The breaking of the fast – the end of Lent

The Christian Lent lasts 40 days, beginning on Ash Wednesday and ending on Easter. But what do 40 days of Lent mean? Does it just mean going hungry? No, fasting is conscious renunciation, creating space to look inward, outward, backward, forward, and upward. Adriana Marchetti, General Manager at the Falkensteiner Hotel Schladming, has already given you an insight into her decision this year to take part in a training course as a “spiritual fasting guide” in the first part of the blog series. In the second part, she will share with you her thoughts on fasting, renunciation, and the subsequent reintroduction of the body to normal food – by breaking the fast:

The soon approaching Easter holidays herald the end of the 40-day Lenten season. How have you been? How many dreams of the land of milk and honey did you have during this time? Have you also made a list of treats that you want to eat after the end of the fast? Chocolate, cakes, alcohol, meat? But this is exactly what harms the body more than you think. Depending on the length of the fast, and of course on the severity, the body has already gotten out of the habit of the deprived “pleasure object”. It is the head that cries out for it. But the body is first overtaxed. Especially after long therapeutic fasting, the production of digestive enzymes has ceased. So, in order to revive digestion, a light diet, i.e. sparing food, is recommended for breaking the fast.

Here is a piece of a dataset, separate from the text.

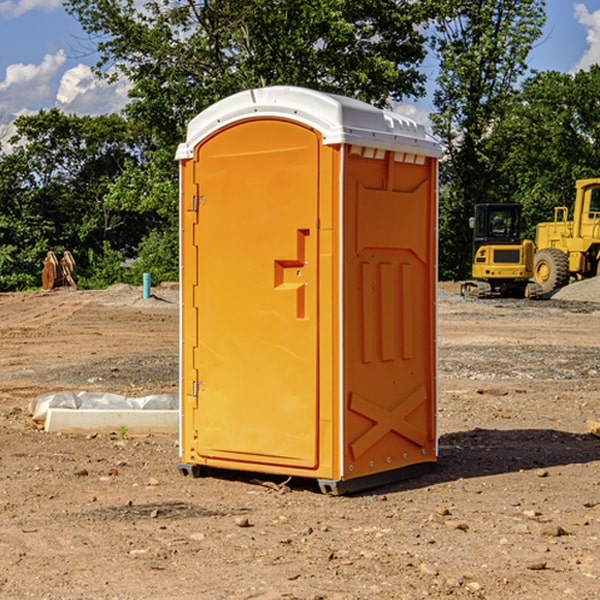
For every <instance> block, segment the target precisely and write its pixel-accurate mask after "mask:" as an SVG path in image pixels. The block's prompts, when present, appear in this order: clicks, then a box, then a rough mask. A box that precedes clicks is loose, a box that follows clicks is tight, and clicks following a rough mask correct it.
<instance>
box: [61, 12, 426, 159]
mask: <svg viewBox="0 0 600 600" xmlns="http://www.w3.org/2000/svg"><path fill="white" fill-rule="evenodd" d="M65 6H66V8H67V10H68V11H69V12H70V13H71V14H73V15H74V16H75V17H76V18H77V19H78V20H79V22H80V23H81V25H82V27H83V28H84V30H85V31H86V32H87V33H88V34H89V35H90V39H91V40H92V41H93V42H94V43H95V44H97V49H98V51H99V53H100V60H99V63H98V65H97V67H98V71H99V72H100V73H104V74H105V76H107V77H117V76H120V75H124V76H126V77H127V78H128V79H129V80H130V81H131V83H132V86H133V87H132V89H131V92H130V96H131V99H132V100H131V103H130V105H129V106H128V107H127V109H126V110H127V114H128V115H129V116H130V117H132V118H133V119H134V120H136V121H143V122H144V123H145V124H146V127H147V128H148V130H149V131H152V133H153V135H154V136H155V138H156V141H157V143H158V144H159V145H160V146H161V147H162V146H164V145H165V144H170V145H174V144H175V143H177V142H178V141H181V139H182V135H183V131H184V128H185V126H186V124H187V122H188V121H189V120H190V118H192V117H193V116H195V115H196V114H197V113H198V112H200V111H201V110H203V109H204V108H206V107H207V106H209V105H211V104H212V103H214V102H215V101H217V100H219V99H221V98H223V97H225V96H228V95H230V94H232V93H234V92H238V91H240V90H243V89H247V88H251V87H257V86H265V85H273V84H286V85H301V86H307V87H313V88H316V89H320V90H323V91H330V92H337V93H341V94H345V95H349V96H353V97H356V98H360V99H362V100H365V101H367V102H372V103H374V104H377V105H384V104H386V103H388V102H389V100H390V99H396V100H399V99H401V98H404V97H405V96H416V95H420V94H422V93H423V91H424V89H423V83H424V80H425V77H424V75H423V74H421V73H420V72H419V70H418V66H419V64H420V63H421V61H422V60H423V58H424V56H425V47H424V43H425V38H424V36H423V34H422V33H420V31H419V29H418V27H417V26H418V25H419V24H421V23H423V22H424V20H425V19H426V17H427V10H430V7H429V5H428V3H418V2H417V3H415V2H412V1H411V0H378V1H377V2H375V1H373V0H304V1H302V2H299V1H298V0H204V1H201V2H196V1H195V0H178V1H175V2H173V0H148V1H146V2H144V4H143V6H142V7H141V8H140V5H139V3H138V2H135V0H125V1H121V0H118V1H117V0H67V2H66V4H65Z"/></svg>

Traditionally, the first food eaten after many fasts is a baked apple. Can you imagine how delicious a baked apple can look, smell, taste, and feel in your mouth? Just give it a try.

Whatever you’ve been doing without for the past few days, make time for snacking on your long-awaited object of pleasure:

look at it, smell it, feel it with your hands (if possible) and only then take a first bite or sip and let it truly melt in your mouth. So, does it taste the way you remember it? No? You don’t like it anymore?! Wonderful, then take it as an opportunity to break this (bad) habit. Better? Well then, continue to enjoy it – in moderation not in masses! Because, as we know, the dose makes the poison.

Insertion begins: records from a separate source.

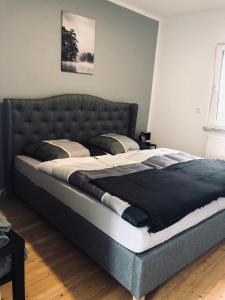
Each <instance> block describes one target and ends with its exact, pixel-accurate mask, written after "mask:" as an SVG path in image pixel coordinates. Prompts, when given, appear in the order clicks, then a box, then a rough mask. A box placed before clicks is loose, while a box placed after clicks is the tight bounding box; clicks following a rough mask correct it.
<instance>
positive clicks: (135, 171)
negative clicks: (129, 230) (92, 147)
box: [39, 149, 196, 227]
mask: <svg viewBox="0 0 225 300" xmlns="http://www.w3.org/2000/svg"><path fill="white" fill-rule="evenodd" d="M193 159H196V157H194V156H191V155H190V154H187V153H182V152H180V151H176V150H171V149H156V150H145V151H130V152H127V153H122V154H118V155H115V156H112V155H106V156H101V157H86V158H70V159H57V160H53V161H49V162H45V163H42V164H40V165H39V169H40V170H42V171H44V172H46V173H48V174H50V175H52V176H54V177H56V178H58V179H61V180H63V181H65V182H68V183H70V184H71V185H73V186H74V187H76V188H79V189H80V190H82V191H84V192H86V193H88V194H89V195H91V196H93V197H94V198H95V199H97V200H99V201H101V202H102V203H104V204H105V205H106V206H108V207H109V208H111V209H112V210H114V211H115V212H116V213H117V214H118V215H120V216H121V217H122V218H123V219H125V220H126V221H128V222H129V223H131V224H132V225H134V226H136V227H141V226H145V225H147V224H149V215H148V212H146V210H145V209H143V208H141V207H140V206H138V205H136V204H135V205H132V204H131V201H129V199H126V200H125V199H121V198H120V197H118V196H117V195H116V193H114V192H113V193H110V192H107V191H106V190H104V189H101V188H100V187H99V186H98V184H97V181H96V182H95V181H94V180H95V179H98V178H107V177H112V176H113V177H115V176H119V177H121V179H122V176H124V175H129V174H137V173H142V172H145V171H147V170H154V169H163V168H165V167H167V166H170V165H173V164H177V163H179V162H185V161H190V160H193ZM121 187H123V183H122V182H120V184H119V186H117V187H116V188H115V189H116V190H120V189H121ZM134 188H135V187H134ZM134 194H135V191H134Z"/></svg>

Soup for breaking the fast

If a baked apple is too hearty for you to break your fast, you can also try a classic soup to slowly accustom your body to normal food again without overtaxing it. I will tell you below how you can prepare a home-made Lenten soup according to the recipe of our chef in Schladming, Bernd Maier:

Ingredients for 4 servings

Preparation time: about 10 minutes
Cooking time: about 30 minutes

  • 1 ltr. water
  • 60 g parsnip peeled and finely diced
  • 60 g fennel peeled and finely diced
  • 60 g celery finely diced
  • 60 g potato peeled and finely diced
  • 60 g carrot peeled and finely diced
  • 2 garlic cloves – peeled and finely diced
  • 2 sage leaves finely chopped
  • 2 bay leaves
  • 5 g ginger finely diced
  • 1 stalk of plucked thyme
  • 1 small stalk of rosemary
  • 4 juniper berries
  • 1 sprig of lovage finely chopped
  • 1 pinch of whole caraway seeds
  • 1 pinch of freshly grated nutmeg
  • 1 tsp tomato paste
  • 1 teaspoon lemon juice
  • A little chili to taste

Bring all ingredients to a boil in a pot with the water. Let the soup simmer gently for about 20 minutes and then serve warm.


Add fresh herbs, such as chives and parsley, to the soup just before serving. This adds extra flavor. By the way: You can also use this soup for fasting if you sieve off the solid ingredients.